A Ca 2+ channel blocker-like effect of dehydrocurdione on rodent intestinal and vascular smooth muscle

Abstract

Effects of dehydrocurdione, a zedoary-derived sesquiterpene, on smooth muscle were investigated by recording the mechanical activity of intestines and aorta from guinea pigs and rats. Dehydrocurdione (0.1–3 mM) induced a sustained relaxation of rat duodenum and inhibited spontaneous motility. Dehydrocurdione (0.1–1 mM) inhibited the contractile response of guinea pig ileum induced by acetylcholine (0.01–10 μM), histamine (0.03–10 μM) and substance P (0.1–30 nM) in a non-competitive manner. Acetylcholine (0.5 μM) elicited a transient contraction followed by a sustained contraction of guinea pig ileum, and dehydrocurdione pretreatment inhibited the sustained component, which depends on Ca 2+ entry from the extracellular space. The high K +-induced contraction of rat aortic ring is reported to be blocked by Ca 2+ channel blockers, while the norepinephrine-induced contraction includes a Ca 2+ channel blocker-resistant component.
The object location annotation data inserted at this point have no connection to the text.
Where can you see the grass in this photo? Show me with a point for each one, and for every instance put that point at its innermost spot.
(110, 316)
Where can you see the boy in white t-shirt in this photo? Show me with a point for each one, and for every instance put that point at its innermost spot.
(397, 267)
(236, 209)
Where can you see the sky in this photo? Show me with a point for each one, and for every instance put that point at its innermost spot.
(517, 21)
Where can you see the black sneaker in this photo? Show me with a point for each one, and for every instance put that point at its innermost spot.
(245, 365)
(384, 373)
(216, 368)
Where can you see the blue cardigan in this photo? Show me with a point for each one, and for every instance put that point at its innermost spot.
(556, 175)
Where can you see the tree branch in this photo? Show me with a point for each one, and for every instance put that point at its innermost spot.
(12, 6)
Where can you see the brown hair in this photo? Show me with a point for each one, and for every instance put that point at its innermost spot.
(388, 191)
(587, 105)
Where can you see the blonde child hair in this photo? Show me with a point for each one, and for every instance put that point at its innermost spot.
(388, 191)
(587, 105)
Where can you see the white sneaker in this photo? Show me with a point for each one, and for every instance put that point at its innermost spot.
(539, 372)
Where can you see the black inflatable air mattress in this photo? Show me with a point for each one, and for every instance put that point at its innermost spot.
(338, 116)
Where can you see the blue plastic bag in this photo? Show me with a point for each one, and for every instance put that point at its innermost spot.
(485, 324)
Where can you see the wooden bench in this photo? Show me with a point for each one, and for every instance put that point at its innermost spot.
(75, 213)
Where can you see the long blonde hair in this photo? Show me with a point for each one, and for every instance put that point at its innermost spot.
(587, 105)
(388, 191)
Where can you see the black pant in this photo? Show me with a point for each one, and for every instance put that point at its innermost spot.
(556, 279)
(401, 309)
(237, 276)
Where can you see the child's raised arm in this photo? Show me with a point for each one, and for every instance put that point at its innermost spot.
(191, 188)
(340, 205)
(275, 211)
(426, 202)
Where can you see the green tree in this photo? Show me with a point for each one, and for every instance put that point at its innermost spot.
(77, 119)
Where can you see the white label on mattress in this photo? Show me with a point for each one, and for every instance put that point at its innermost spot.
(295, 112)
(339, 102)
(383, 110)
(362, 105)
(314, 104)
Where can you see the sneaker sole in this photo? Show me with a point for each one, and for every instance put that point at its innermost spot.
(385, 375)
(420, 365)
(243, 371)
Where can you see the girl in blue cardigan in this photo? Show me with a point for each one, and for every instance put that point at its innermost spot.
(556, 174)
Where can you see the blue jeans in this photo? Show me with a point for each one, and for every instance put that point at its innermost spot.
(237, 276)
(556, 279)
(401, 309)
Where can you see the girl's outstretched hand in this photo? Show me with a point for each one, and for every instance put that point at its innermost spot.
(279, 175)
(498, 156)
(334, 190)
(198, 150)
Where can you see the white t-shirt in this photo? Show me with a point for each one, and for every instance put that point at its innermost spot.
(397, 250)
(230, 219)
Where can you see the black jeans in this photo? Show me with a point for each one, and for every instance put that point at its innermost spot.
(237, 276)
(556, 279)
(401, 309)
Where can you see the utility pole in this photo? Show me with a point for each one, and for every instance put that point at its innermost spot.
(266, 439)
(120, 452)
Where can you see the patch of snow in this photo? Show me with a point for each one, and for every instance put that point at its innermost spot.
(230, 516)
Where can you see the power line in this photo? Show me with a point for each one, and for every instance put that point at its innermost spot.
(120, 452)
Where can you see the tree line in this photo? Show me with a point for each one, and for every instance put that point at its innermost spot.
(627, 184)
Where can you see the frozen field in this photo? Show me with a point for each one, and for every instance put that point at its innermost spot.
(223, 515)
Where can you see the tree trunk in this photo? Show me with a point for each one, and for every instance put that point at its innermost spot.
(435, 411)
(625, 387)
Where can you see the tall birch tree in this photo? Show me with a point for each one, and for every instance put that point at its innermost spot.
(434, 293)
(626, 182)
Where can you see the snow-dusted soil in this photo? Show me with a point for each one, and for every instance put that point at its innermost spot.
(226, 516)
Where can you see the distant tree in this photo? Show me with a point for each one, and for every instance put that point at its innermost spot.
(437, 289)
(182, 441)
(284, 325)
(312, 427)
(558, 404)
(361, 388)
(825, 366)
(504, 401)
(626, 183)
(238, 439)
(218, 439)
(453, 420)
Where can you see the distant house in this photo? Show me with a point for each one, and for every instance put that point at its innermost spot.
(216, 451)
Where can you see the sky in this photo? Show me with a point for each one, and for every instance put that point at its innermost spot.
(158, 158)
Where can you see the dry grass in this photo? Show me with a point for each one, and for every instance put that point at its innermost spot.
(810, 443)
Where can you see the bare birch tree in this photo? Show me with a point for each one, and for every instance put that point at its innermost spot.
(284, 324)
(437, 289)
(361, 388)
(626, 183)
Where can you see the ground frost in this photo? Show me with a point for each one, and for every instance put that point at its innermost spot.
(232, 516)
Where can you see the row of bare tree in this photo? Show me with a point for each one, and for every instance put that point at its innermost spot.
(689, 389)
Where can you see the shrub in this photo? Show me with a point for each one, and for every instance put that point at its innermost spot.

Dehydrocurdione (1 mM) blocked the high K + (60 mM)-induced contraction of rat aortic ring by 81%, while it inhibited the norepinephrine (1 μM)-induced contraction by only 28%. Dehydrocurdione (1 mM) significantly reduced the high K +-stimulated increase in cytosolic Ca 2+ level of Fura-2-loaded mesenteric artery from rats. These results suggest that the inhibitory effects of dehydrocurdione on intestinal and vascular smooth muscle are mediated by blockade of Ca 2+ entry from the extracellular space.